Knowledge Database or Poison Base? Detecting RAG Poisoning Attack through LLM Activations

As Large Language Models (LLMs) are progressively deployed across diverse fields and real-world applications, ensuring the security and robustness of LLMs has become ever more critical. Retrieval-Augmented Generation (RAG) is a cutting-edge approach designed to address the limitations of large language models (LLMs). By retrieving information from the relevant knowledge database, RAG enriches the input to LLMs, enabling them to produce responses that are more accurate and contextually appropriate. It is worth noting that the knowledge database, being sourced from publicly available channels such as Wikipedia, inevitably introduces a new attack surface. RAG poisoning involves injecting malicious texts into the knowledge database, ultimately leading to the generation of the attacker's target response (also called poisoned response). However, there are currently limited methods available for detecting such poisoning attacks. We aim to bridge the gap in this work. Particularly, we introduce RevPRAG, a flexible and automated detection pipeline that leverages the activations of LLMs for poisoned response detection. Our investigation uncovers distinct patterns in LLMs' activations when generating correct responses versus poisoned responses. Our results on multiple benchmark datasets and RAG architectures show our approach could achieve 98% true positive rate, while maintaining false positive rates close to 1%. We also evaluate recent backdoor detection methods specifically designed for LLMs and applicable for identifying poisoned responses in RAG. The results demonstrate that our approach significantly surpasses them.

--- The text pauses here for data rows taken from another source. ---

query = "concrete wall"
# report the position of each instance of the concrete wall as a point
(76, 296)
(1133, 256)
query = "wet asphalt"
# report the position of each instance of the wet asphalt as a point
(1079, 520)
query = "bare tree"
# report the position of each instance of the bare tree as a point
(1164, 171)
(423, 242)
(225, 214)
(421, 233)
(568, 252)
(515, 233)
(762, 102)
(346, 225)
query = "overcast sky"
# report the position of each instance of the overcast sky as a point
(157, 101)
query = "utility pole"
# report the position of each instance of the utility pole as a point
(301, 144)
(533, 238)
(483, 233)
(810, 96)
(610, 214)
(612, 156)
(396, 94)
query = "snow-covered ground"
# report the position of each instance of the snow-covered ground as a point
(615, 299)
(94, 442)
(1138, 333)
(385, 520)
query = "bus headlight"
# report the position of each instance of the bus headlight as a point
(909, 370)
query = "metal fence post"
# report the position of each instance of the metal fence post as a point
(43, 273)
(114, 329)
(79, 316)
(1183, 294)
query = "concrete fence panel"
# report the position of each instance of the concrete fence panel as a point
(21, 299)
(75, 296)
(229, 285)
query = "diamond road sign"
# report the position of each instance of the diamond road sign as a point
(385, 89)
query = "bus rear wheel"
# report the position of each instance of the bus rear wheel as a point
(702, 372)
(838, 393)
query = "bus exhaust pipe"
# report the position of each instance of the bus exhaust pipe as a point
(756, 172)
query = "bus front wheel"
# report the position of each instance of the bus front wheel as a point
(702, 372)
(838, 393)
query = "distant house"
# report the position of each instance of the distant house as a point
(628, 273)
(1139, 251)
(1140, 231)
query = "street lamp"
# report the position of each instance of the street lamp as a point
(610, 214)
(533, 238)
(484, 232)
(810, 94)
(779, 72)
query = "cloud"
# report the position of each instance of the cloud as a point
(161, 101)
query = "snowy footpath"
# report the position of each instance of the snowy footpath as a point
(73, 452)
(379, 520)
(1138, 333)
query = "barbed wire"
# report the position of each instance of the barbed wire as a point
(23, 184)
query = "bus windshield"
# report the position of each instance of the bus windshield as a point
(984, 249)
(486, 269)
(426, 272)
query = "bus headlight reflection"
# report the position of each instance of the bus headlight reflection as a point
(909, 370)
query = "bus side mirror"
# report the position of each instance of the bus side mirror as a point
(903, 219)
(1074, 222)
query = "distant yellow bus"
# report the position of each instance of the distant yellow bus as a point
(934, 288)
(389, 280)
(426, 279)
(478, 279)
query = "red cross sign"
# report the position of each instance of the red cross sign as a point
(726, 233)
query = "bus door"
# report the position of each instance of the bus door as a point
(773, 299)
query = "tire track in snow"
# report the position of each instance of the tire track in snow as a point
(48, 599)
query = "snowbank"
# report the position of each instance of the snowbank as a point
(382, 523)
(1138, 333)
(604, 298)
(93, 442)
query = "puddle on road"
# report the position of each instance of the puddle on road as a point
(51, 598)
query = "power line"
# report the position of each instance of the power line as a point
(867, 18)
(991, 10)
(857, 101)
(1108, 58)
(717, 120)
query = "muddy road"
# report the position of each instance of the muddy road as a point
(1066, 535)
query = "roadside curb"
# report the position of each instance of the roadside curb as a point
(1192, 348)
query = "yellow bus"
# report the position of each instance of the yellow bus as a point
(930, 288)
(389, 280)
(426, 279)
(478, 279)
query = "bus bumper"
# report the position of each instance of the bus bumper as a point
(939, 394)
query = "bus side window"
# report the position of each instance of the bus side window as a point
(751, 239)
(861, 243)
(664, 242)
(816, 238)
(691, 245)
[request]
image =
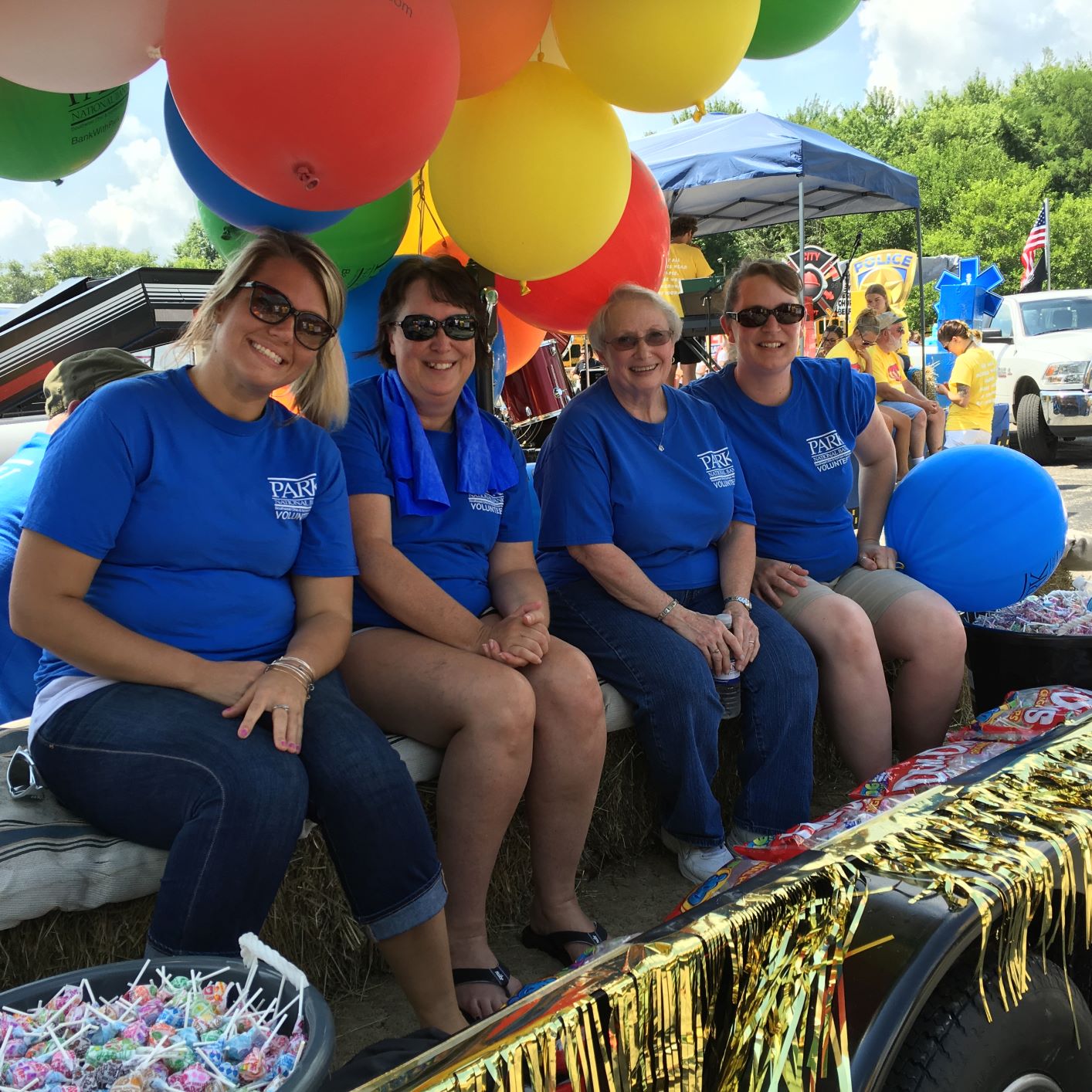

翻译：随着大语言模型（LLMs）在各领域和实际应用中的逐步部署，确保其安全性与鲁棒性变得日益关键。检索增强生成（RAG）是一种前沿方法，旨在解决大语言模型的局限性。通过从相关知识库中检索信息，RAG丰富了大语言模型的输入，使其能够生成更准确且符合上下文的回答。值得注意的是，由于知识库通常来源于维基百科等公开渠道，这不可避免地引入了新的攻击面。RAG投毒攻击通过向知识库注入恶意文本，最终诱导模型生成攻击者预设的目标回答（亦称中毒回答）。然而，目前检测此类投毒攻击的方法十分有限。本研究旨在填补这一空白。具体而言，我们提出了RevPRAG——一个灵活且自动化的检测框架，该框架利用大语言模型的激活状态进行中毒回答检测。我们的研究发现，大语言模型在生成正常回答与中毒回答时的激活模式存在显著差异。在多个基准数据集和RAG架构上的实验结果表明，我们的方法能够实现98%的真阳性率，同时将假阳性率控制在接近1%的水平。我们还评估了近期专门为大语言模型设计且适用于RAG场景中中毒回答检测的后门检测方法。结果显示，我们的方法显著优于现有技术。